面向切面编程(AOP是Aspect Oriented Program的首字母缩写) ,我们知道,面向对象的特点是继承、多态和封装。而封装就要求将功能分散到不同的对象中去,这在软件设计中往往称为职责分配。实际上也就是说,让不同的类设计不同的方法。这样代码就分散到一个个的类中去了。这样做的好处是降低了代码的复杂程度,使类可重用。 但是人们也发现,在分散代码的同时,也增加了代码的重复性。什么意思呢?比如说,我们在两个类中,可能都需要在每个方法中做日志。按面向对象的设计方法,我们就必须在两个类的方法中都加入日志的内容。也许他们是完全相同的,但就是因为面向对象的设计让类与类之间无法联系,而不能将这些重复的代码统一起来。 也许有人会说,那好办啊,我们可以将这段代码写在一个独立的类独立的方法里,然后再在这两个类中调用。但是,这样一来,这两个类跟我们上面提到的独立的类就有耦合了,它的改变会影响这两个类。那么,有没有什么办法,能让我们在需要的时候,随意地加入代码呢?这种在运行时,动态地将代码切入到类的指定方法、指定位置上的编程思想就是面向切面的编程。 (注:本段文字来自知乎,链接https://www.zhihu.com/question/24863332/answer/48376158,著作权归作者所有)
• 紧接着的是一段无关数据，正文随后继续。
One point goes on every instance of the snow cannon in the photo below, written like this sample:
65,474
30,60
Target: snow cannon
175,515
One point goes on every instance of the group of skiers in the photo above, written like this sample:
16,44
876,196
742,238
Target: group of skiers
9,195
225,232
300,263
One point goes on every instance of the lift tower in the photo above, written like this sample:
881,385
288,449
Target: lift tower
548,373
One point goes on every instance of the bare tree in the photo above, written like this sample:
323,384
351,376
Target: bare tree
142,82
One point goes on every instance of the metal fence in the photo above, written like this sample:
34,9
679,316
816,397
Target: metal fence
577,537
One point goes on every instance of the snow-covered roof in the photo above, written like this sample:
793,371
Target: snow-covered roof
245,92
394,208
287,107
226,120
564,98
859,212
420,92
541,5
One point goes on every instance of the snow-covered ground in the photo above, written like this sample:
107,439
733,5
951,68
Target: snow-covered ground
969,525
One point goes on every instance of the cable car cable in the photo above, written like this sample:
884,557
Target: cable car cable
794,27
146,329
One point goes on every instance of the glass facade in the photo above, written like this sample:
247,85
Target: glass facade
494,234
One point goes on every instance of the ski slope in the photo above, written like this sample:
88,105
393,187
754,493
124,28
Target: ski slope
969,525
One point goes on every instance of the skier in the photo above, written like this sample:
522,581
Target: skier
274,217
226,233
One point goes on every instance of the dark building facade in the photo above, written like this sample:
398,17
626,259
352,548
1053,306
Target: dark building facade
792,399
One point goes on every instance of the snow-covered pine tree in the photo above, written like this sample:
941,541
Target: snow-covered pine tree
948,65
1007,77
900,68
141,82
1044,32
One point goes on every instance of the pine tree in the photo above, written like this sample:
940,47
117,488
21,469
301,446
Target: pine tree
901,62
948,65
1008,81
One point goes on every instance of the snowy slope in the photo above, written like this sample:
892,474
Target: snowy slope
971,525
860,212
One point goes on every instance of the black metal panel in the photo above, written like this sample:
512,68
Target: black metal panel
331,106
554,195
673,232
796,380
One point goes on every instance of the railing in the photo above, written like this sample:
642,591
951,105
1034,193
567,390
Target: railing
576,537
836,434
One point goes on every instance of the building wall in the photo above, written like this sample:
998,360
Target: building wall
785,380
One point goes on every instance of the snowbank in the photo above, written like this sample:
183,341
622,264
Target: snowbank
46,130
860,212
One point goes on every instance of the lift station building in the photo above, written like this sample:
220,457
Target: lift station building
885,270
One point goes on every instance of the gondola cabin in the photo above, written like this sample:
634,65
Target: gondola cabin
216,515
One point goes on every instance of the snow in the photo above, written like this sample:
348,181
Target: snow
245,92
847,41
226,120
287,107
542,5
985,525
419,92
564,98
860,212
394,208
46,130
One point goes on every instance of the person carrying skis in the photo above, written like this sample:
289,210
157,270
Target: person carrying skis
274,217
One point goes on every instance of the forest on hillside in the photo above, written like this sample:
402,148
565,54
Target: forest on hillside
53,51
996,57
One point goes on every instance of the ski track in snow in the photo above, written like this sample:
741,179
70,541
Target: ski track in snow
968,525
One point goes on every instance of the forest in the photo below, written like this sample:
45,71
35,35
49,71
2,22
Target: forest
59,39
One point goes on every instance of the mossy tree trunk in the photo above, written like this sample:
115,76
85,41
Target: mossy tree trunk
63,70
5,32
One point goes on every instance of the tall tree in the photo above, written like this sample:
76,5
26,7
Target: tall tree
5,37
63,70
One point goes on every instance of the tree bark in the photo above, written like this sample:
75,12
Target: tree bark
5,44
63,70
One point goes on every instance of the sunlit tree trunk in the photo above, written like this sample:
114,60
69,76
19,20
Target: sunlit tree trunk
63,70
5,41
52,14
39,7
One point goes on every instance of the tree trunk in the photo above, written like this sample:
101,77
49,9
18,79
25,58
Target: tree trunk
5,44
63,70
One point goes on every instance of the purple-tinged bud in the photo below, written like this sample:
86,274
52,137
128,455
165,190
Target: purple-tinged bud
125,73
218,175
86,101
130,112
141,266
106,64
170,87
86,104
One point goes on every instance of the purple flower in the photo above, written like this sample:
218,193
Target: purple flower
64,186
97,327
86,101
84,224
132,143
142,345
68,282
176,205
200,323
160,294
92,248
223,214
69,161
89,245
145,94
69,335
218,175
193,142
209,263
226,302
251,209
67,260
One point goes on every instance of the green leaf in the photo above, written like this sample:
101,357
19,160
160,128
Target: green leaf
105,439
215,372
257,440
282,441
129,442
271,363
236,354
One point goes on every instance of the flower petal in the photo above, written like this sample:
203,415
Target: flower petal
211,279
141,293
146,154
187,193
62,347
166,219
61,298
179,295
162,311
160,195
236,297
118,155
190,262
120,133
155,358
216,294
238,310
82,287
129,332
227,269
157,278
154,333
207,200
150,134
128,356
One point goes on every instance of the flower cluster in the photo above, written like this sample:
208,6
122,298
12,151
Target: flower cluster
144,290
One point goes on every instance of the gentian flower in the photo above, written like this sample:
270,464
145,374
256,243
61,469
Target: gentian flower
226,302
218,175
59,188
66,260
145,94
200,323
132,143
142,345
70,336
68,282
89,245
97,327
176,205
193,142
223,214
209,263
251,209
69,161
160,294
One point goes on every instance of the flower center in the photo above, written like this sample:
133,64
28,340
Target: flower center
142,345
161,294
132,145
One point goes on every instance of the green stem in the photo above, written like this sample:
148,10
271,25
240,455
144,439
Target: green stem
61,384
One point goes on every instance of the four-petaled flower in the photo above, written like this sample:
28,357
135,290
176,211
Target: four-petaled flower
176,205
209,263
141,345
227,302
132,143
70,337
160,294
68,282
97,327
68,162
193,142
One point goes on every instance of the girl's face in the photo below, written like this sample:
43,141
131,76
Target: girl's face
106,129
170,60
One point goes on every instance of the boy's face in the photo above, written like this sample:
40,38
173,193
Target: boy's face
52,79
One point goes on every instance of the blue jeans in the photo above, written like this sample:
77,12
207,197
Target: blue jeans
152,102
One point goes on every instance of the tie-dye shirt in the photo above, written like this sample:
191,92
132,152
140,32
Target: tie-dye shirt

虽然真正的AOP是与动态代理密不可分的,但为什么说这里类似AOP的设计思想呢?从上述的拦截链,我们可以发现,Okhttp提供了两个位置供开发者去自定义拦截器,一个是拦截链的开头,一个是与服务器数据交互之前,为什么不是其他位置呢?事实上,Okhttp将整个拦截链流程,分为两个切面,连接层与通讯层,从而,开发者自定义拦截器的地方恰好就是连接点:
虽然在使用Okhttp时,我们一般比较少去对拦截器进行自定义,但是可以看到,Okhttp早就为这种扩展预留好了接口,事实上,包括java的线程池、android的asynctask对aop的设计思路均有一定体现,从而做到了以不变应万变,极大地提高了程序的扩展性,在Okhttp的wiki上可以找到这样一段话:
Since making this change we’ve been able to simplify OkHttp’s internals substantially. The code is faster and easier to understand: the whole thing is just a stack of built-in interceptors.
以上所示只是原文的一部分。